If you're having trouble getting approved for a personal loan, consider a co-signer for a personal loan or a joint personal loan application. Either option can help you qualify for a loan approval that you may otherwise get.
What Is a Personal Loan Co-Signer?
A personal loan with a co-signer or a joint personal loan each has its pros and cons. Learn what's involved with either choice and consider which is best for your particular needs.
Applying for a personal loan can be tricky. That's because the lender will look closely at your credit history, credit score, income and employment status, and other factors. If one or more of these areas appears weak, lenders may not approve your application for a personal loan.
Fortunately, there are other possibilities to explore - especially if you get turned down for a personal loan. One of them is to convince another person to co-sign the loan with you.
A co-signer shares in the responsibility for repaying the personal loan. But this individual doesn't borrow the personal loan funds with you. Neither would he or she have legal ownership of anything you buy with those funds. Co-signers simply pledge that if you fail to repay the loan, they will take responsibility and pay it for you. That is a big ask.
The advantage co-signers is that their strengths - higher credit score, more desirable credit history or healthier earnings - can offset your weaknesses and make you less risky to lenders.
Co-signers can get you better terms from lenders in some cases. However, co-signing for someone is a huge favor and may put the co-signer and possibly your relationship at risk. There's no need to legally involve another person in your loan unless you've run out of options.
What Is a Joint Personal Loan Application?
Instead of seeking a co-signer, you could go a different route: Find a co-borrower. In other words, opt for a joint personal loan.
With a joint personal loan, you and another borrower share equal responsibility in repayment of the debt. The lender will evaluate each of your creditworthiness. Each of your signatures will appear on the loan documents. And the co-borrower legally will have equal access to the money and a say in how it's spent.
As with a co-signer, a co-borrower can increase your chances of getting approved for a personal loan. That's especially true if the co-borrower's credit and/or income is stronger than yours.
Good co-borrower candidates include a business partner, spouse, friend, or sibling. Often, it's someone you plan to live or work with for a long time and who shares a common interest in funding something you'll use together.

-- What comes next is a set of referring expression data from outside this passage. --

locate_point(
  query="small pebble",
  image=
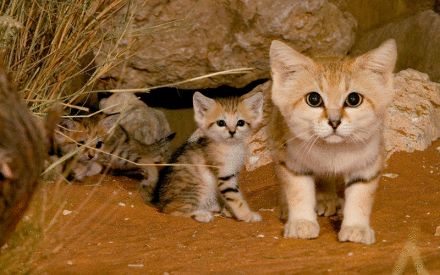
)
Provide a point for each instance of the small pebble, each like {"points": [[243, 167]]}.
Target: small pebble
{"points": [[266, 209], [390, 175], [66, 212]]}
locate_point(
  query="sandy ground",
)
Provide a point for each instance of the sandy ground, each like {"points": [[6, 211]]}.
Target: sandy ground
{"points": [[110, 230]]}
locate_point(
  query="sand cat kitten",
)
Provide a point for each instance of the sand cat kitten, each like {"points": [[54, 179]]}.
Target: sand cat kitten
{"points": [[198, 191], [133, 131], [327, 123], [142, 135], [71, 137]]}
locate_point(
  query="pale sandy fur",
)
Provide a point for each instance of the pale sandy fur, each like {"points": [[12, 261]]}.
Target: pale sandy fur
{"points": [[211, 160], [306, 147]]}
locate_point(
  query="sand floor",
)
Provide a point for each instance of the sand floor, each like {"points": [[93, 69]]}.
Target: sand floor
{"points": [[111, 231]]}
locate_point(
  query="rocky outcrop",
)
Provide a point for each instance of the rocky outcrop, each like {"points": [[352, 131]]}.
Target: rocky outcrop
{"points": [[413, 120], [375, 13], [178, 40], [418, 41]]}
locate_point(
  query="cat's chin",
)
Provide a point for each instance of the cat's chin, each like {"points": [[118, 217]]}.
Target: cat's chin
{"points": [[334, 139]]}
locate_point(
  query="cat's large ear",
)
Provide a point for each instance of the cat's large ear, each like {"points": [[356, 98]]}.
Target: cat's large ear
{"points": [[380, 60], [254, 104], [201, 105], [285, 61]]}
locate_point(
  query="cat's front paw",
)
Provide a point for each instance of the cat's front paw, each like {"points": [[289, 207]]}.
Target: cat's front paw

There's a catch, however. If you and the other borrower part ways, determining how to pay off the debt could be problematic. Realize that if one of you fails to pay on time, both credit scores could take a hit.
Which Option Is Better?
Which is the right choice for you: getting a co-signer or a co-borrower? The answer depends on many factors and circumstances.
If you haven't yet applied for a personal loan and are worried you could get turned down, pursuing a joint loan could be worthwhile. But it may not make sense to involve a joint borrower unless that person also needs to borrow money - ideally for a shared project or common interest, like a home remodel or business office purchase. Of course, if you don't share a common goal, you could simply elect to split the money borrowed evenly for whatever individual purposes you choose.
The risk here is if that you and the co-borrower eventually go your separate ways. Say you open a joint loan with a girlfriend because she has a higher credit score than you. You borrow $20,000 total - $10,000 for her to launch a business out of your basement and $10,000 for you to pay off high-interest credit card debt. But a year later, and with nine years left to pay off the loan in full, you two break up. It may be challenging to collect your ex's share of the monthly payment due 12 times a year going forward.
Or say your co-borrower girlfriend stops making her share of the payments. You'll be responsible for paying the monthly loan bill on your own. That could sour your relationship.
Pitfalls of Co-Signed Personal Loans
With a co-signer, you don't have to worry about collecting money from a partner or ex-partner. That's because a co-signer on a personal loan won't be repaying your debt on the loan (unless you default, in which case the lender will pressure the co-signer to repay).
But there is tremendous risk on the part of the co-signer. Any late payments by you (more than 30 days) could show up on your co-signer's credit report and FICO score. And he or she is on the hook for full repayment if you stop paying altogether. Plus, at least for the first 12 months, co-signers can have trouble borrowing because your account shows up on their credit report. Until you make at least 12 payments on time, creditors often consider your account a "contingent liability" and count it in your co-signer's debts. So no one should co-sign if they plan to apply for a mortgage, auto loan or other major debt in the near term.
Be aware that any problems related to co-signing for you could seriously strain your relationship with this person. That's one of the risks of involving a co-signer.
Lastly, keep in mind that some lenders don't accept co-signers. So you may have to pursue a joint loan option.
How Do You Find a Co-Signer for a Personal Loan?
Finding the right person to co-sign or co-borrower on your personal loan may not be easy. You should probably ask someone close to you who you trust and vice versa. Just be aware that the closer your relationship, the more endangered that relationship could become if you don't fulfill your responsibilities.
The most important criterion in a co-signer or co-borrower candidate, besides willingness to help you, is credit rating. But if your chief weakness is income, you'll also want someone who has solid earnings and less debt than you. That's why it's best to ask a friend, relative, or significant other who you're confident is financially responsible. This person should have a solid track record of employment, a healthy income, and no known record of foreclosure, bankruptcy, or repossession of goods. That often means someone older than you who owns a home and has no student loan debt.